Affiliation:
1. Oil and Gas Research Institute of the Russian Academy of Sciences, ul. Gubkina 3, Moscow, 119333, Russia
2. Geological Institute of the Russian Academy of Sciences, Pyzhevsky per. 7, Moscow, 119017, Russia
Abstract
Abstract
—We substantiate certain ideas concerning the key role of fluid-geodynamic processes in the evolvement of hydrocarbon accumulations at great depths, in the Earth’s crust. The presented geodynamic model of oil and gas accumulation is based on updated ideas of the structure of the Earth’s tectosphere, which includes plate, preplate, and folded complexes, and the model makes clearer the spatial scale of the organic matter transformation into hydrocarbons of the oil series. In the bottom layers of the Earth’s crust, we predict the existence of a special stagnation type of water-drive systems with the following distinguishing features: (a) different scales of manifestation, from local to regional; (b) a limited nature of processes of water exchange with the external environment; (c) absence of persistent drainage horizons (beds and interbeds); (d) alignment of hydrodynamic potentials in terms of depths and laterals; and (e) increasing importance of lithohydrochemical and organic-chemistry factors in the development of the void space of the fluid host medium.
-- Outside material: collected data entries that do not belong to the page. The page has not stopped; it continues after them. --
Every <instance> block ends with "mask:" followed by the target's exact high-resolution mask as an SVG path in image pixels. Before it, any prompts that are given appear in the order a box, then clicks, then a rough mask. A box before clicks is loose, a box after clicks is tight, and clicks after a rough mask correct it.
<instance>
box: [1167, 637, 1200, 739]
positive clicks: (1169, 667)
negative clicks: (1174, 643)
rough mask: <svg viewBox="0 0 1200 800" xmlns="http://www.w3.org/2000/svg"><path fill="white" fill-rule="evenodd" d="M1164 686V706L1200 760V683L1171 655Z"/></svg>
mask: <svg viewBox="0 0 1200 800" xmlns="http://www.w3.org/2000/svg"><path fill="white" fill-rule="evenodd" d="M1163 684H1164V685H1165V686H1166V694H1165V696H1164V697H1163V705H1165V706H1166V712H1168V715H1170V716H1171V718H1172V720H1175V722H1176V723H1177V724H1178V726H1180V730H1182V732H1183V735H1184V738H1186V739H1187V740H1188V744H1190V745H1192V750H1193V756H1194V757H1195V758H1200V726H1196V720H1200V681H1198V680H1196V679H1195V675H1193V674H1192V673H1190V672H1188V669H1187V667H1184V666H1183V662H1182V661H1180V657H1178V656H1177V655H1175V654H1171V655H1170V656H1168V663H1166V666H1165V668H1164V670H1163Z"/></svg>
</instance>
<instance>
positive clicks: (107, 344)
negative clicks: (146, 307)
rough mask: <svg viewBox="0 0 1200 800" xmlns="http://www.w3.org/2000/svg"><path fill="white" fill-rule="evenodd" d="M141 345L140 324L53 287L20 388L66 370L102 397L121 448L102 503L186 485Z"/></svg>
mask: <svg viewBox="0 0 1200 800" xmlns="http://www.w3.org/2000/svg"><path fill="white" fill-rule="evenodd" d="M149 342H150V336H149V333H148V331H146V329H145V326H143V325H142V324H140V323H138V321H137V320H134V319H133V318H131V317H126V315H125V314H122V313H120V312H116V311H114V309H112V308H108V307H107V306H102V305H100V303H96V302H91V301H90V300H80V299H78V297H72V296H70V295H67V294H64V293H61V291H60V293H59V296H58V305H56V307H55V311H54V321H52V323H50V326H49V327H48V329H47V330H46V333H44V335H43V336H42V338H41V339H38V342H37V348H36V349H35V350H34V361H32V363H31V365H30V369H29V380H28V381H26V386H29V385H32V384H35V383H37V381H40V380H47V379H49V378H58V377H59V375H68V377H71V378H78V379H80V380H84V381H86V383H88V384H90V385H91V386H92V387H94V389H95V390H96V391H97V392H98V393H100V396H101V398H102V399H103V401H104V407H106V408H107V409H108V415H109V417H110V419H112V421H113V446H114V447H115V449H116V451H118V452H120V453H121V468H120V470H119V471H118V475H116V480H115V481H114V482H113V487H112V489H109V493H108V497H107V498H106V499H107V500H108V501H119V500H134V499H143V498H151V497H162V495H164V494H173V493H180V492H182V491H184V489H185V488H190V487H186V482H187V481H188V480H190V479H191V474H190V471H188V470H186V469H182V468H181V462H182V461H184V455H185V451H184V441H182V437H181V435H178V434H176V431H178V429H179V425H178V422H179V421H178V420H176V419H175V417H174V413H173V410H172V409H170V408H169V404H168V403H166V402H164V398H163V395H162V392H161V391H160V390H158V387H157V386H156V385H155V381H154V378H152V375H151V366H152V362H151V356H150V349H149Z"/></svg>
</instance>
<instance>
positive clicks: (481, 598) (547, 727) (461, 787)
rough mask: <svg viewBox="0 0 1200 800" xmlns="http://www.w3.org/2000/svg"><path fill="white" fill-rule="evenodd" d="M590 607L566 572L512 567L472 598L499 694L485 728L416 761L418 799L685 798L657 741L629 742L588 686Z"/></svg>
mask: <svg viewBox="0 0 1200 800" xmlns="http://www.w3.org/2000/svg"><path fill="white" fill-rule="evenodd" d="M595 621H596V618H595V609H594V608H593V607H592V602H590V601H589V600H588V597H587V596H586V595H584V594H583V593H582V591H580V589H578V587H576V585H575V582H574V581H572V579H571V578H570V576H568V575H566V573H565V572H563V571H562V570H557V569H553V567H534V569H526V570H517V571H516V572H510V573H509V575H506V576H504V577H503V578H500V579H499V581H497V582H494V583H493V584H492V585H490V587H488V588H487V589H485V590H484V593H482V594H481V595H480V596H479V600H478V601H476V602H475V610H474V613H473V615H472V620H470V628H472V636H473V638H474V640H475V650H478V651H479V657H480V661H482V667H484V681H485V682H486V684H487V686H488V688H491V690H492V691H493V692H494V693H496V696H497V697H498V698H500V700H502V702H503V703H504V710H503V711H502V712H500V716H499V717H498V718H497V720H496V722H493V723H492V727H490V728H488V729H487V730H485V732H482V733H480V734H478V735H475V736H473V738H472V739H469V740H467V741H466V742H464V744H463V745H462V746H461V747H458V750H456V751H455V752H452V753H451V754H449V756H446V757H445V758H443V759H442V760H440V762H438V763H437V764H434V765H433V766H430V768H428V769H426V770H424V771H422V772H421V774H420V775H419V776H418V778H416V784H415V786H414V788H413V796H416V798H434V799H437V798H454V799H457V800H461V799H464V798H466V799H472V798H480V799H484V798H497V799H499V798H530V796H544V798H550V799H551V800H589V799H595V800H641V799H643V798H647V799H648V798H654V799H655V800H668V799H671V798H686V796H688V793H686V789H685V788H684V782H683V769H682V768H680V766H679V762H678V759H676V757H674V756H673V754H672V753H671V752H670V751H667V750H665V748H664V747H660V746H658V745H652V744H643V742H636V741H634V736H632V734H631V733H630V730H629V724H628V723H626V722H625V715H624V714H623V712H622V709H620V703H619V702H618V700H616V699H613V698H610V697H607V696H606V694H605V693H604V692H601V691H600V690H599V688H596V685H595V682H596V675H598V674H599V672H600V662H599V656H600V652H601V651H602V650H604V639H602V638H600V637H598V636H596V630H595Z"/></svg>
In their inner space, systems with difficult water exchange can exercise control over the evolvement and preservation of autoclave hydrocarbon systems for a long time, the key feature of the autoclave systems being spatial coincidence (localization) of the processes of oil and gas generation and accumulation. We assume that, in the settings of all-round compression, hydrodynamic instability, and no drainage, occurrence of productive zones is controlled by foci of low pore (reservoir) pressures rather than by local hypsometric highs. We present results of prediction of the development of water-drive stagnation systems occurring in the subsalt deposits of the Caspian depression within the unpenetrated areas of the subsalt profile. For the sedimentary cover at large (and ultralarge) depths, a prediction of reservoir pressures was made, which can be regarded as a necessary component in any prediction of oil and gas potential, since it makes it possible to contour some new (previously unknown) industrially significant zones of hydrocarbon accumulation.